Further study, reported on by the Cornell program, examined the effectiveness of salt treated with a liquid chloride solution and correlated it to truck speed and salt distribution systems.

Two salt types — treated and untreated — were compared as were two distribution systems, and three truck speeds: 25, 35, and 45 miles per hour. Treated salt performed significantly better at all speeds and through both distribution systems. A cross-conveyor type of distribution performed slightly better than a Y-chute system.

However, truck speed had the most profound effect on how much salt was lost to bounce and scatter. A truck driving at 25 miles per hour lost only 9 percent; a truck at 35 miles per hour lost 32 percent, and a truck driving at 45 miles per hour lost 45 percent of its salt to bounce and scatter.

Clearly, highway departments that follow the results of this study — distributing treated salt at 25 miles per hour — will not just reduce salt waste but will reduce the resulting road and vehicle deterioration as well as doing less harm to the environment.

A variety of other tactics are being tried by highway departments across the nation. Many are using a 23-percent salt-brine solution to pre-treat roads before the start of a storm, which may result in a 75-percent savings in total salt applied.

Some departments are pre-wetting salt before putting it on the roads, which can reduce salt infiltration to aquifers by 5 percent and also reduces spray and kick-up of salt grains.

Several states adjust levels of service for conditions. In Vermont, for instance, the transportation department uses the slogan “safe roads at safe speeds,” meaning roads are not necessarily bare after a snowstorm.

In Minnesota, the department of transportation is pioneering the use of what it calls “living snow fences,” barriers made of trees, shrubs, and naive grasses that can prevent snow from drifting onto roads.

Many departments are using agro-based alternatives for de-icing although salt is the active ingredient in most of them. These include cheese and pickle brines; fermentation products from making beer and wine; and de-sugared molasses, a byproduct of sugar beet producing, known as beet juice.

Beet juice lowers freezing temperature and melts ice as the sugar it contains dissolves on the road but the sugar is a fertilizer that feeds algae growth.

Research is also underway that may one day make road salt obsolete — for example, solar panels embedded in pavement are being tried in parking lots in the state of Washington. In Europe, under-road heating systems keep some highways free of snow.

In the meantime, as we urge our local highway departments to stay on top of the most efficient systems for distribution of salt, we note that each of us can make a difference in how we handle the ice and snow at our own homes or businesses.

We should use deicers sparingly.
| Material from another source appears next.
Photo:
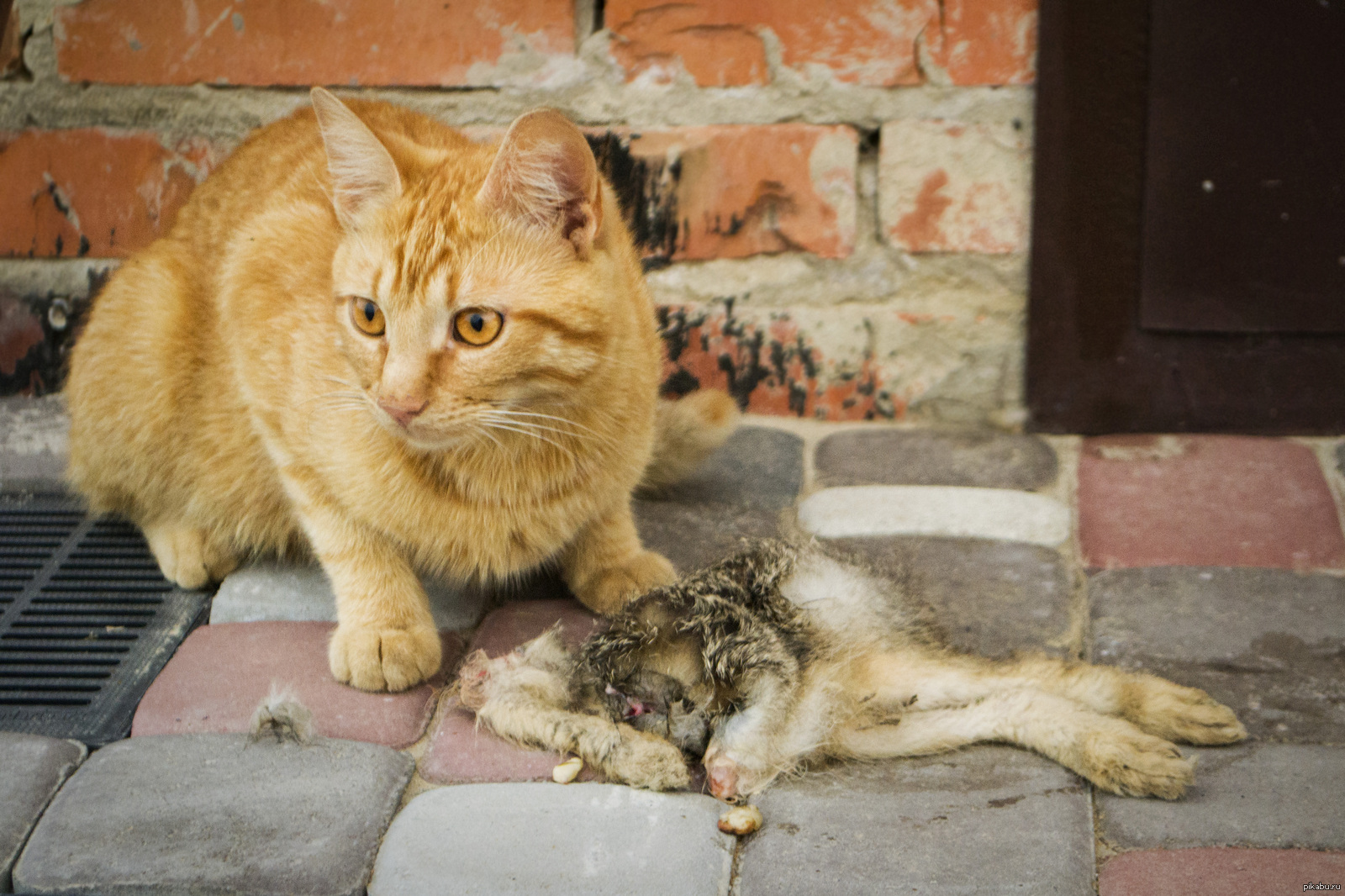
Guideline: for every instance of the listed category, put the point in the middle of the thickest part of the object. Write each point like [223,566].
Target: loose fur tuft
[282,719]
[688,432]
If we shovel snow as soon as it falls, and keep on shovelling as it comes down, it won’t have a chance to turn icy.

Once snow starts to melt and turn to slush, we should remove the slush before it turns to hard ice again.

We can use beet juice, coffee grounds, or sawdust — all of which will create traction without being as damaging as salt.
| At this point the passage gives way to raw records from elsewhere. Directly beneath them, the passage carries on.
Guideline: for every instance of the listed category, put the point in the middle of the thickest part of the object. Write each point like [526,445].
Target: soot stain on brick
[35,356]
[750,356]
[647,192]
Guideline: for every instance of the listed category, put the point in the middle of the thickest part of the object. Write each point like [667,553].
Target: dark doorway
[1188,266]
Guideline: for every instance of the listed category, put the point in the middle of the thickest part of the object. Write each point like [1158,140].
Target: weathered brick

Although many of us have been staying home and working from home of late to stem the spread of the coronavirus, we know we can’t go back in time to the days when roads often remained snow-covered all winter, with horse-drawn sleighs used for transport.
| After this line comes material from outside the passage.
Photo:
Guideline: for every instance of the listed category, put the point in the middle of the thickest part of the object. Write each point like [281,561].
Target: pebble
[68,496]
Our economy and safety depends on cleared roads.

We also can’t leap-frog ahead to an era when solar highways and under-road heating systems powered by renewable energy sources are a reality. We can certainly lobby for such developments.

Since ancient times, people have known that salt kills plants and would bury it in the fields of their enemies. We have the science now that shows how far-reaching the harm is.

Here, in the present, we can recognize that human beings must take care of the natural world and walk as lightly as we can upon its surface.